Almost Famous (2000)

A young, extremely sheltered teenage boy, William Miller (Patrick Fugit), manages to convince Rolling Stone ’s editors that he’s an adult rock journalist in this endearing and romantic vision of 1970s music culture. William falls in love with music thanks to a gift of records from his sister Anita (Zooey Deschanel). He eventually falls under the wing of music journalist legend Lester Bangs (played spectacularly by Philip Seymour Hoffman), much to the dismay of his anxious mother (Frances McDormand). When William pitches a piece on an up-and-coming band, Stillwater, he’s spirited away from home on a tour bus.
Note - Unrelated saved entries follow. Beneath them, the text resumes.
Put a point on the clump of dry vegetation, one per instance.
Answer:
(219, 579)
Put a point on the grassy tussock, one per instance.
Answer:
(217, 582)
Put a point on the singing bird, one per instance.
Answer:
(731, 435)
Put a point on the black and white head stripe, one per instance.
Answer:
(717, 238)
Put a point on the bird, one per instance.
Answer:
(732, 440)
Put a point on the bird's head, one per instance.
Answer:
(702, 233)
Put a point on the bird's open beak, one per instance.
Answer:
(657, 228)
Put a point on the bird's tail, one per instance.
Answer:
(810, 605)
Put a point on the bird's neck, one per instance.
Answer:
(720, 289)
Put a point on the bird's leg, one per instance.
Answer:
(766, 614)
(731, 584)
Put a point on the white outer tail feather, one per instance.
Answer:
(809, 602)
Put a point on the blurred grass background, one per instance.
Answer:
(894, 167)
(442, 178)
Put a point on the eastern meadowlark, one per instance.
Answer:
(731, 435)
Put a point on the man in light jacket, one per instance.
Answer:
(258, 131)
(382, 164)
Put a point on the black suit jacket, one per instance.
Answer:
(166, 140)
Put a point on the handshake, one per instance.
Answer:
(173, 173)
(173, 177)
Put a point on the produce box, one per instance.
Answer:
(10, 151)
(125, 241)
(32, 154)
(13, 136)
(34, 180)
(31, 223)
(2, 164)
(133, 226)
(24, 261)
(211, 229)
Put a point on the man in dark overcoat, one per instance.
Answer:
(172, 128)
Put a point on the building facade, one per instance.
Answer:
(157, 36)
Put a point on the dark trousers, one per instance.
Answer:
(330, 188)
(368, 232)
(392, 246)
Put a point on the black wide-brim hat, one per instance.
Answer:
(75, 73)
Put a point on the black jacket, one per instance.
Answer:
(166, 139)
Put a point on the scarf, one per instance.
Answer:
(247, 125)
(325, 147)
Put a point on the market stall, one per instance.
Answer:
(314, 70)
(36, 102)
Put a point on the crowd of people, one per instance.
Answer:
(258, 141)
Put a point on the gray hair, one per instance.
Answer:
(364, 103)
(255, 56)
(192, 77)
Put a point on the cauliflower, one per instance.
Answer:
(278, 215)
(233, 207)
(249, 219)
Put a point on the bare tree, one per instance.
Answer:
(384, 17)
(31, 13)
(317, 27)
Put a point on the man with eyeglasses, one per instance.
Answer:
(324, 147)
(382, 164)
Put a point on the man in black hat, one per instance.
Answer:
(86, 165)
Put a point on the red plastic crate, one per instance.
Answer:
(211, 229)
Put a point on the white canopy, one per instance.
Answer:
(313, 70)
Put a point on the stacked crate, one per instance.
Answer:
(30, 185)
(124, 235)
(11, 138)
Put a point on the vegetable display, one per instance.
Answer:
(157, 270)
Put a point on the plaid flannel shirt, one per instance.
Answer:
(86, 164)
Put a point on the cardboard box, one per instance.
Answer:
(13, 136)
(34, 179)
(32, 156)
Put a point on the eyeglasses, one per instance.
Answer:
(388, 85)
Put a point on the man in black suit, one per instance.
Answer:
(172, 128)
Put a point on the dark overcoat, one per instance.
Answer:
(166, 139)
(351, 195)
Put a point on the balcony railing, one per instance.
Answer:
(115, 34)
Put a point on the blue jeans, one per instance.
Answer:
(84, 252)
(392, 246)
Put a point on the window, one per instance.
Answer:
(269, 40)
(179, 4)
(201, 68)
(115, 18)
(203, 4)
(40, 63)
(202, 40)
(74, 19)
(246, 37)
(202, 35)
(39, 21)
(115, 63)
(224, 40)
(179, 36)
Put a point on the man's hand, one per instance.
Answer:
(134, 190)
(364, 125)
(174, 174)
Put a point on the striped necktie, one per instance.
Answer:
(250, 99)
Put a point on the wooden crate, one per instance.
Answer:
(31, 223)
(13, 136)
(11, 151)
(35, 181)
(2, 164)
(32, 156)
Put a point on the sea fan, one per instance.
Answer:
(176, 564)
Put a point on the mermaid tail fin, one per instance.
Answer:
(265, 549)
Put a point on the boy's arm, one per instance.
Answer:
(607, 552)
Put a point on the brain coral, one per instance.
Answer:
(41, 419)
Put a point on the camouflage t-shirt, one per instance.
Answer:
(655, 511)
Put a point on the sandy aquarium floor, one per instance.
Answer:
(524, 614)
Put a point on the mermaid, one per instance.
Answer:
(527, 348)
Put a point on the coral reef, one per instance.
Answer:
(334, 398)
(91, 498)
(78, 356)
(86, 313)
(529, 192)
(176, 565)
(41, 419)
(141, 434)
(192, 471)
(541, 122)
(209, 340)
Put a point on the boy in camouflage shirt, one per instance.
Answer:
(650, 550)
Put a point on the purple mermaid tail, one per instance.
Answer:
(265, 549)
On the ever-longer reporting trip, William falls under the thrall of a band groupie Penny Lane (Kate Hudson), a manic pixie dreamgirl guide who embodies the romantic spirit of the tour. The cast in this film is sometimes jarring on a rewatch; it’s absolutely stacked with talent, from Anna Paquin to Bijou Phillips to Marc Maron. Even Jimmy Fallon is in this. –BH

“Gilmore Girls Only,” Gilmore Girls (Season 7, Episode 17), 2007

Three generations of Gilmore Girl decide to road trip it south to Charlotte, North Carolina, and in the process they confront some of the core tensions of the show: namely, Emily’s jealousy and anger over her daughter Lorelai abandoning her rich life in Hartford, Connecticut, to raise her baby in a small town under the wing of an innkeeper who becomes like a surrogate mother and grandmother to Lorelai and Rory. So, naturally, when that innkeeper (played in this episode by Kathy Baker) gets married, Emily invites herself along on Lorelai and Rory’s road trip to the wedding. It’s awkward and cathartic. –BH

“The Gang Hits the Road,” It’s Always Sunny in Philadelphia (Season 5, Episode 2), 2009

What’s the opposite of inspiration? A warning, I guess. And like almost everything else the gang gets up to on It’s Always Sunny in Philadelphia , the show’s madcap road-trip episode is a cautionary tale. They set out early one morning—11 a.m. on a Tuesday—on an old-school drive from Philly to the Grand Canyon. In this case, “old school” means smoking cigarettes, drinking beer, dragging an (initially) empty trailer, and using only vintage paper maps on the way. After a predictably unpredictable chain of events that includes a run-in with a cyclist, picking up a hitchhiker, and an audacious attempt at cooking hot dogs in the trailer, it turns out that the gang never actually gets out of Philly; the whole thing is a bust. But all is not lost—Dee makes a friend, Mac gets a great bargain, and Charlie tries a pear for the first time ever (“It tastes like sand”). Even on the worst road trip imaginable, there’s fun to be had. Maybe it is a little inspirational, after all.